25. Their bodies were not of this world, nor were they subject to its dualistic illusory imaginations; but they were forms of pure intelligence and of a subtile and spiritual nature.
26. In the beginning of creation, there was no primordial act of any body, to fashion his form or frame of mind; but there existed the sole and self-existent Brahma only, who manifested himself in the form of the world (which is therefore a manifestation of the Deity himself, and is thence called tanmaya or full of the Divine essence).
27. As the great Brahmá and others, were the manifestations of the supreme Brahma in the beginning, so there have been many thousands more that were manifested from the same divine essence, which are known as pure intelligences, and superior orders of beings. (Such are the gods and angels and spirits of different denominations).
28. But these persons who are deluded by their ignorance of truth, to think themselves other than or apart from Brahma, and as dull and unintellectual beings, and as a distinct duality from the nature of God:—
29. They are seen to be born again the next time, in consequence of their past actions, and accompanied with the results of those acts, whereby they are confined in their unintellectual bodies, in order to lead their unspiritual lives, quite forgetful of their divine nature, and subjected to the false belief of their materiality.

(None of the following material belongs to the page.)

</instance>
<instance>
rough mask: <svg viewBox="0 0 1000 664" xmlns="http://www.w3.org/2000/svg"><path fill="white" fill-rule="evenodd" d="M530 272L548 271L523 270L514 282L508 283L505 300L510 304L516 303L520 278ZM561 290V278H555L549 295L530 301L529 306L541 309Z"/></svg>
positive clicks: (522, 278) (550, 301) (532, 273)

30. But such as preserve the purity of their divine character, by thinking themselves as inseparable from the Divine soul, are known here as uncontaminated by their former acts, as the persons of the divine Brahmá, Vishnu and Siva or the holy trinity.
31. All those that know the true nature of the soul, remain with its purity in the spirit of God; but such as understand it in the light of the living spirit, live in themselves as detached from the Divine soul.
32. Whenever one knows himself as a mere living being, he is then certainly accompanied by his ignorance or avidyá; and the soul takes the name of the animal spirit or life, which is conversant only with the world wherein it is situated.
33. But as he comes to know in course of time, the true and divine nature of his soul, he is then reinstated in his real state and becomes one with the supreme soul of all.
34. As the fluidity of water exhibits itself in the form of whirlpools in some waters; so the divine intellect shows the in-existent world as existent, to those understandings which are ignorant of the nature of the supreme soul. (It is the nature of the omniscient mind, to picture in itself, the appearances of things that are not in actual existence).